Multi-class Classification: Identifies 10 distinct urban sound categories
Confidence Scoring: Provides confidence metrics for each prediction
Spectrogram Analysis: Converts audio to mel-spectrograms for neural network processing

User Interface

Drag-and-Drop: Easy file upload with drag-and-drop functionality
Real-time Microphone Recording: Record and analyze sounds directly from your microphone
Audio Visualization: Visual feedback during recording with waveform display
Responsive Design: Works seamlessly across desktop and mobile devices

Technical Features

Hybrid U-Net Architecture: Combines feature extraction capabilities of CNNs with context-preserving properties of U-Net
Audio Preprocessing Pipeline: Automatic conversion, normalization, and feature extraction
RESTful API: Endpoints for classification and retrieving available classes
Modular Design: Well-structured codebase with separation of concerns

🧠 Model Architecture

The classifier uses a sophisticated hybrid U-Net architecture that combines:

Feature Extraction: Convolutional layers extract hierarchical features from mel-spectrograms
Context Preservation: U-Net's skip connections maintain spatial context information
Multi-scale Analysis: Captures both fine-grained details and broader patterns in audio signals

🚀 Using Pre-trained Models

This project includes pre-trained models that can be used directly for urban sound classification. The models are located in the models/unetropolis-hybrid-unet-urbansound_96.63_weights directory.

Available Models

UNet models for each fold (best_model_fold1_UNet.h5, best_model_fold2_UNet.h5, etc.)
SimpleCNN models for each fold (best_model_fold1_SimpleCNN.h5, etc.)
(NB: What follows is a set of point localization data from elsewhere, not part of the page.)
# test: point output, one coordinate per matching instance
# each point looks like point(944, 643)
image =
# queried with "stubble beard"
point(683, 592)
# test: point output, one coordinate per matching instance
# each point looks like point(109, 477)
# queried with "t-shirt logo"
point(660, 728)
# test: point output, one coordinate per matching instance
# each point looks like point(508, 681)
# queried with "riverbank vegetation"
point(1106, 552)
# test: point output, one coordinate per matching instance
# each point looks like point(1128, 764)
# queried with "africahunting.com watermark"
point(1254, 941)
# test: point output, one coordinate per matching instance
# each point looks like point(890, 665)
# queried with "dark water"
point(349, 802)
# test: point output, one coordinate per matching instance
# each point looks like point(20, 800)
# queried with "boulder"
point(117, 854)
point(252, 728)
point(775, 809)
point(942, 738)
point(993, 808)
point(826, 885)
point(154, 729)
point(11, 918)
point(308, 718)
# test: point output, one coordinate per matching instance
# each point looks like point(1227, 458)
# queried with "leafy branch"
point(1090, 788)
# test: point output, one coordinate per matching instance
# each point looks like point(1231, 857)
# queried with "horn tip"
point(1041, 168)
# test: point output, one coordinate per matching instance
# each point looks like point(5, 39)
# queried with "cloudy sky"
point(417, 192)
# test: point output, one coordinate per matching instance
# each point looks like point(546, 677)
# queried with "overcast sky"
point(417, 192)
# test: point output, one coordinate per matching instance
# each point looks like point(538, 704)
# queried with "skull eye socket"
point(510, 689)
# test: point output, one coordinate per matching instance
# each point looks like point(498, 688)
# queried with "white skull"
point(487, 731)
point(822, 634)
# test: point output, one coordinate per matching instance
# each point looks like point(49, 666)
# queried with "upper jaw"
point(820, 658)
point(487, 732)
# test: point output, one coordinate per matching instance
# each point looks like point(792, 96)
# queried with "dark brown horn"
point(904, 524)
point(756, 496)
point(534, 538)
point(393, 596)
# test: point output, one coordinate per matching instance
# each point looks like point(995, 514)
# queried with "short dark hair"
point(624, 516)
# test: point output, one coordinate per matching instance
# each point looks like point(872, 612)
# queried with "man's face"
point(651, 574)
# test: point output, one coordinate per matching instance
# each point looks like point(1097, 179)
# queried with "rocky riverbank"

These models are used together in an ensemble to achieve higher accuracy.

Quick Start

1. Using the main script

Run the main script to load the models and see information about them:

python double_unet_audio_classifier.py

This will load all available models and display information about them. If the UrbanSound8K dataset is available, it will also evaluate the models on a sample of the dataset.

2. Using the prediction script

To classify a single audio file, use the prediction script:

python predict_sample.py

This script will prompt you to enter the path to an audio file, and then it will classify the sound using the pre-trained models.

Using the Models in Your Own Code

To use the pre-trained models in your own code, follow these steps:

from double_unet_audio_classifier import load_pretrained_models, predict_with_models

# Load models
models = load_pretrained_models('path/to/models', model_types=['UNet', 'SimpleCNN'])

# Process your audio features
# features = ...

# Make predictions
ensemble_preds, ensemble_classes = predict_with_models(models, features)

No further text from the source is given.